# Форум 1С > Общие вопросы по 1С - Предприятие >  Продажа собственной фирме

## SergVWP

Здравствуйте, помогите разобраться в следующей ситуации. Веду учет в БП 2.0.37.8 по двум собственным организациям одна из них занимается производством другая продажей произведенной продукции. Можно ли в данной конфигурации производить реализацию собственной организации без создания в справочнике контрагенты дубликат собственной организации.

----------


## zay

> Можно ли производить реализацию собственной организации без создания в справочнике контрагенты дубликат собственной организации.


Нет. В справочнике контрагентов необходимо создавать контрагентов, которые будут соответствовать вашим организациям.
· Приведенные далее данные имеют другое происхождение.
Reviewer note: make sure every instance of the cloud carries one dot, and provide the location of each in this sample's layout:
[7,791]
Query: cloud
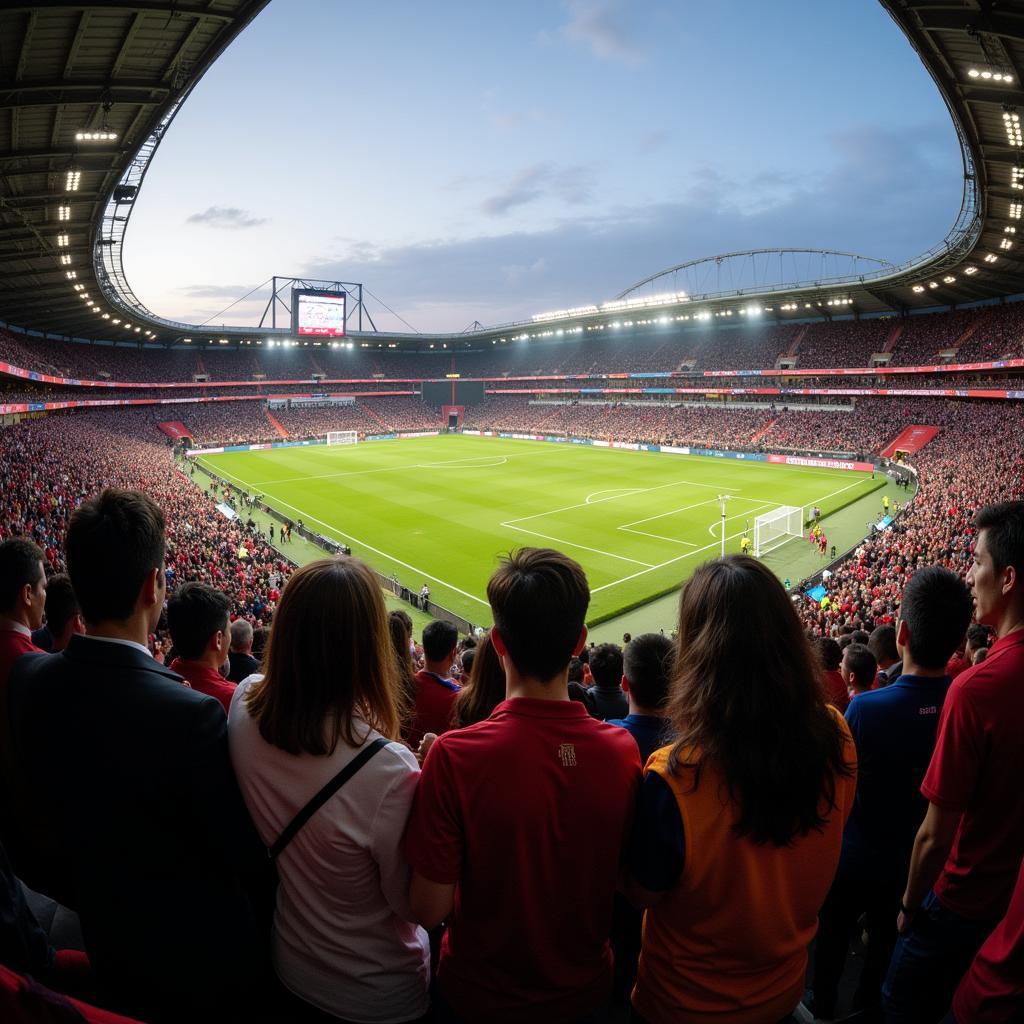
[892,194]
[598,25]
[571,185]
[213,291]
[229,217]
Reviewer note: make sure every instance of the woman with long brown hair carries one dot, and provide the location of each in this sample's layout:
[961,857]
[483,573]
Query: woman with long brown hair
[739,821]
[330,699]
[484,689]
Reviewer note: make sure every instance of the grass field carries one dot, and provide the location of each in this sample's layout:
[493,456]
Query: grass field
[442,510]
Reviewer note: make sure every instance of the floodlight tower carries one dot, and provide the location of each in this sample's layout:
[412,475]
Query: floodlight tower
[724,499]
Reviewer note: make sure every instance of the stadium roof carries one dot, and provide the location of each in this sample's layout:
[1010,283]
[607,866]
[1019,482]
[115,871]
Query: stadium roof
[72,76]
[82,88]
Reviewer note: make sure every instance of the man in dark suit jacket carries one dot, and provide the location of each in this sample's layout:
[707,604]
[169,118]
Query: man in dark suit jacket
[145,833]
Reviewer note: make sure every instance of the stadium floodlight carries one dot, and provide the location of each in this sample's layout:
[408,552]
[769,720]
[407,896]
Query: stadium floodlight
[773,529]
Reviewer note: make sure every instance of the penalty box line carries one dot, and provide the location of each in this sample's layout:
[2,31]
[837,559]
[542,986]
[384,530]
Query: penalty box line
[708,547]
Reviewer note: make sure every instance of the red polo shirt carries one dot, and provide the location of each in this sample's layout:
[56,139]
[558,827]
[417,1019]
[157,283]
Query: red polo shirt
[205,680]
[434,696]
[527,813]
[977,769]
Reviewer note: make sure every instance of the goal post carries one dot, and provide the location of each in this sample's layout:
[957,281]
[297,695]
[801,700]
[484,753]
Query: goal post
[772,529]
[342,437]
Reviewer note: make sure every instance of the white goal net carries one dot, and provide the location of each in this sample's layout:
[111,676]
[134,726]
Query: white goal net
[772,529]
[342,437]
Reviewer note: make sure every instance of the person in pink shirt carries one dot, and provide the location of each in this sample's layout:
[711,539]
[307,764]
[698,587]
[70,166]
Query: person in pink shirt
[198,619]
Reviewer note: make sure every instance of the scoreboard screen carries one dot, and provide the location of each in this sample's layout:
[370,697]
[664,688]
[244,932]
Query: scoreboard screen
[318,314]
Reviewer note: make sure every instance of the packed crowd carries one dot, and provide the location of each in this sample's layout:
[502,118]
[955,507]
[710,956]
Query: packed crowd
[984,334]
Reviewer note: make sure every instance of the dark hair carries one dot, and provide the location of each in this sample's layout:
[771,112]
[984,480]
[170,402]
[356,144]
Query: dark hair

И у вас будут зеркальные операции:
Организация1 - продает Контрагенту2 (организация2)
Организация2 - покупает у Контрагента1 (организация1)

----------

SergVWP (16.07.2012)

----------


## SergVWP

> Нет. В справочнике контрагентов необходимо создавать контрагентов, которые будут соответствовать вашим организациям.
> 
> И у вас будут зеркальные операции:
> Организация1 - продает Контрагенту2 (организация2)
> Организация2 - покупает у Контрагента1 (организация1)


Такая тягомотина получается, но видимо ни чего не поделаешь. Придется вот такой фигней заниматься)))

----------


## kamar821

Там вообще все просто если разобраться. Если еще надо, пишите, помогу

----------


## MPolo

в бухгалтерском учете слишком много такой тягомотины. Да. zay  прав - это единственный правильный вариант.

----------